O executivo não é arredio a uma troca de papéis, mas pondera: “as pessoas podem mudar de função, deixar de ser empresário para se tornar político. Mas o que eu não espero é que uma pessoa seja uma coisa e queira parecer outra. Se você é empresário e passa a ser político, esqueça. Você agora é político e ganha para olhar para a sociedade”.
O presidente da Alpargatas aponta o que falta ser feito no país, mas também elenca algumas melhorias. Uma delas é a Reforma Trabalhista, que, segundo ele, já trouxe resultados no ambiente empresarial. Para ele, as mudanças na legislação tornaram mais responsáveis as reclamações trabalhistas “indevidas, baseadas em brechas jurídicas da legislação”. Mas não só no pós-emprego, ou seja, quando acontece uma demissão. Para o executivo, a mudança também criou um ambiente para mais geração de empregos. “A reforma foi boa para quem trabalha e para quem gera emprego, ajudou os dois lados”, afirma.

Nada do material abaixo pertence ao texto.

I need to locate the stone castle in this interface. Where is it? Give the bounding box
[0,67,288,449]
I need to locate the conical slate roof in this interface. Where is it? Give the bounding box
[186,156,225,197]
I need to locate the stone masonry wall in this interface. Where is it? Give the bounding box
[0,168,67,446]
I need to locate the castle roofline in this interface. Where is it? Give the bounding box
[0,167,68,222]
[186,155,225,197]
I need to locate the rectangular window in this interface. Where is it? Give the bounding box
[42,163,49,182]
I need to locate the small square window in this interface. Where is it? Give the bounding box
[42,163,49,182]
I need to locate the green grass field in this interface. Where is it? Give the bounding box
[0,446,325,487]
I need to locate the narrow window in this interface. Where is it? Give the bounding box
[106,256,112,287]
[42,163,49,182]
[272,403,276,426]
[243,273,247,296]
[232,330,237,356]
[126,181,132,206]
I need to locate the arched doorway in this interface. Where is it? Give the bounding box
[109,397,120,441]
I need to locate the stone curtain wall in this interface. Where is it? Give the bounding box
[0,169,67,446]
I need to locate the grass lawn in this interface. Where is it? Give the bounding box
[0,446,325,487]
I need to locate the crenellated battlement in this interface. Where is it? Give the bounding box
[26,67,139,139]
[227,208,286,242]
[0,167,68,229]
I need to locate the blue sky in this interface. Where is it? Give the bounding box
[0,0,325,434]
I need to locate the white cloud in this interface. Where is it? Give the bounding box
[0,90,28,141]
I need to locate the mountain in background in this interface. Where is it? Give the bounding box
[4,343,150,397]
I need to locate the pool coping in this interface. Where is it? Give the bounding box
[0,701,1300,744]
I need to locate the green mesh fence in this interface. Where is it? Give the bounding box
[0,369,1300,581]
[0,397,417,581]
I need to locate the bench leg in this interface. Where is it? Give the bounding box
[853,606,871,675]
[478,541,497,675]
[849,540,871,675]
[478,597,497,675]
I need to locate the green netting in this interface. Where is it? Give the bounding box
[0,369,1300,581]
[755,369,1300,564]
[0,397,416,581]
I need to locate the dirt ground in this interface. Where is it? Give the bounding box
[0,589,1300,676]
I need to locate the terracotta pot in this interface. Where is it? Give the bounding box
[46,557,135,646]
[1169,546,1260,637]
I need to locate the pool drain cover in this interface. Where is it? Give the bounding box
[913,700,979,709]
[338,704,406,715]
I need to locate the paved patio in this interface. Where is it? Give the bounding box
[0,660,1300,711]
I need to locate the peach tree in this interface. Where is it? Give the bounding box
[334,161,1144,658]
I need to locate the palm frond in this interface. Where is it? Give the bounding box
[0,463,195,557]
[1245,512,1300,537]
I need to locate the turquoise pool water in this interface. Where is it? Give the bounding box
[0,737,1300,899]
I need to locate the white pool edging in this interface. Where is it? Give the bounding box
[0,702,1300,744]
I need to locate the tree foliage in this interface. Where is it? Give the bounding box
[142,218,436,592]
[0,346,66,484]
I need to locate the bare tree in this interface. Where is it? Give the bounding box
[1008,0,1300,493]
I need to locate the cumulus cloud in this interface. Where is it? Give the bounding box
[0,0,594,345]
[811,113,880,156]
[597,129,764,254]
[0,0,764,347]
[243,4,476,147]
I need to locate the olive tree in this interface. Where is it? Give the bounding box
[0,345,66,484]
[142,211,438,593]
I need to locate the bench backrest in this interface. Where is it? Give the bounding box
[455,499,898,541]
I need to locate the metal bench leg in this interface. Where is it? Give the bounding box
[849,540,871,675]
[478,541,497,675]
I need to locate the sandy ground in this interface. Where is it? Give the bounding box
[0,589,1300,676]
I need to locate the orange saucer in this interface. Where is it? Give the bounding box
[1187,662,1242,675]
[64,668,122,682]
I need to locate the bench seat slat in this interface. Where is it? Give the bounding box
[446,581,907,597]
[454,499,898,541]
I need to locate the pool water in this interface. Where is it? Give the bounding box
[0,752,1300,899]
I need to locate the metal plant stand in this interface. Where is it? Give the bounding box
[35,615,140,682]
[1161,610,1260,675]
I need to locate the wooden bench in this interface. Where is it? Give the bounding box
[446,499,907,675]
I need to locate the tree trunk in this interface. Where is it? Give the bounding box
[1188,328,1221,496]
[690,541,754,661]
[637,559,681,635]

Havaianas estão até na Fórmula 1
Recentemente, a Alpargatas fez uma ação de marketing surpreendente. Procurada por representantes de algumas equipes de Fórmula 1, decidiu colocar a marca Havaianas no carro da Force India. A decisão veio depois que surgiram as primeiras fotos de um novo acessório de segurança dos veículos, um halo que se assemelha às tiras dos chinelos.
Por enquanto, a empresa decidiu assinar o contrato para estampar sua marca em oito corridas, mas dependendo do resultado poderá aumentar essa exposição. A negociação foi rápida, e a empresa levou apenas 10 dias para a assinatura do contrato.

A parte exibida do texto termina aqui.